For the first time, marine researchers were sampling the quality of seawater at Patong beach, right on the beach. For the first time, the results from Patong and Phuket's other beaches will be published.
And for the first time, there's hope that a turning point has been reached in Phuket's attitude towards the sea and the bounty it delivers to the island in terms of tourism.
Phuket Governor Maitree Intrusud apparently liked what he saw today. He could have stayed five minutes, said a few things, and moved on.
Instead, the governor stayed and stayed today, asking how the process works then personally briefing a couple of journalists who turned up late for his talk.
The level of media interest was a good sign, too. The significance of the tests of seawater quality should be taught to everybody on Phuket.
If the seawater is kept clean and healthy, Phuket has a future forever as a tourist destination. If the seawater is allowed to become polluted, tourism on Phuket will be short-lived.
Dr Pornsri Suthanarak, Director of Regional Environment Office 15, Phuket, and Dr Daroonwan Schwartz, Laboratory Specialist at the Phuket Marine Biological Centre, supervised today's sample-taking.
More samples are to be taken each two months at beaches all around Phuket, on the beach and 100 metres offshore.
Governor Maitree said it was ''all about the safety of the seawater.''
Dr Pornsri said: ''Whatever the quality is, we are going to let people know.
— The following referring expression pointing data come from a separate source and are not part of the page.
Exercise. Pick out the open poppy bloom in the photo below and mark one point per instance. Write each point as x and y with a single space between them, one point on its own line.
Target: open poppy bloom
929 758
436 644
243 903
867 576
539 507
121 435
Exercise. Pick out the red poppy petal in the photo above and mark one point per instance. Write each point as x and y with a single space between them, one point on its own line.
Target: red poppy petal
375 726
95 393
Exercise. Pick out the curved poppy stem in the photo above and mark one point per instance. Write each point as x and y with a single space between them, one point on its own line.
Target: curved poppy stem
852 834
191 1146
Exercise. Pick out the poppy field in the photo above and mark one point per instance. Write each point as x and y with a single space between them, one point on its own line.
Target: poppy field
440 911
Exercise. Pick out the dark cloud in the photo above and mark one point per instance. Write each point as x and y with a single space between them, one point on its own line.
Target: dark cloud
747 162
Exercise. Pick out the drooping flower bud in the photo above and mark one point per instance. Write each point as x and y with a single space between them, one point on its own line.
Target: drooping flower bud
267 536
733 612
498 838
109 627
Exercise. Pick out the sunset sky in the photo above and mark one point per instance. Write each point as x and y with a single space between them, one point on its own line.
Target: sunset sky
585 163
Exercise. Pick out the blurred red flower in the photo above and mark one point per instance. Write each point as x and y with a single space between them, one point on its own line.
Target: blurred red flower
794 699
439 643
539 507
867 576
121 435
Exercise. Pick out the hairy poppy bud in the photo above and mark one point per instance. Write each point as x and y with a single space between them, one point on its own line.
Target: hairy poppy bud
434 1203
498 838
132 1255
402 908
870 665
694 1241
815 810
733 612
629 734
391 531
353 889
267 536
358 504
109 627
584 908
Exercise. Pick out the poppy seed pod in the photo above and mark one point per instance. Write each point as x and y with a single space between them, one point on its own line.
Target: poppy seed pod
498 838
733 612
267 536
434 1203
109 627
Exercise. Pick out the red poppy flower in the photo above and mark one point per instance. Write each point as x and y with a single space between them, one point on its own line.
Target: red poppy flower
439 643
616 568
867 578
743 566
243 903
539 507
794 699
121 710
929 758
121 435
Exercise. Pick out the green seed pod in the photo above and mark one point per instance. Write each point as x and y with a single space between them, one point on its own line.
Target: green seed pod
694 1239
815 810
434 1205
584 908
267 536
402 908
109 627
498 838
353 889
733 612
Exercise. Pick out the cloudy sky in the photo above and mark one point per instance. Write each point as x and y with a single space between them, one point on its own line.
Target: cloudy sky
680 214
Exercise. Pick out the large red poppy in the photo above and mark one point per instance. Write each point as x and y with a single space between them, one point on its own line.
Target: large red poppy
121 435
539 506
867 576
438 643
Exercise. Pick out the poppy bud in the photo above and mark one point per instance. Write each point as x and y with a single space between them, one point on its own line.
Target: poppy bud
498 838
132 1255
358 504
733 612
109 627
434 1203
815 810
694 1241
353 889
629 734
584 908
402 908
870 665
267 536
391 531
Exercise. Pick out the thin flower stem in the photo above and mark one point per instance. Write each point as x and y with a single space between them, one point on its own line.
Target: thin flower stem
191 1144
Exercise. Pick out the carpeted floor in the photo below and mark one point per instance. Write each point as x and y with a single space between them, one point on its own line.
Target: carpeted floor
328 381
We want them to feel safe in the water, or to know where they can go to feel safe.''
Initial results showed today's Patong sampling was within the acceptable range but the tests for bacteria will produce results in about five days.
Looking on today was France's honorary consul designate, Claude De Crissey. Support for the tests has also come from Germany honorary consul Dirk Naumann and the Netherlands honorary consul, Seven Smulders.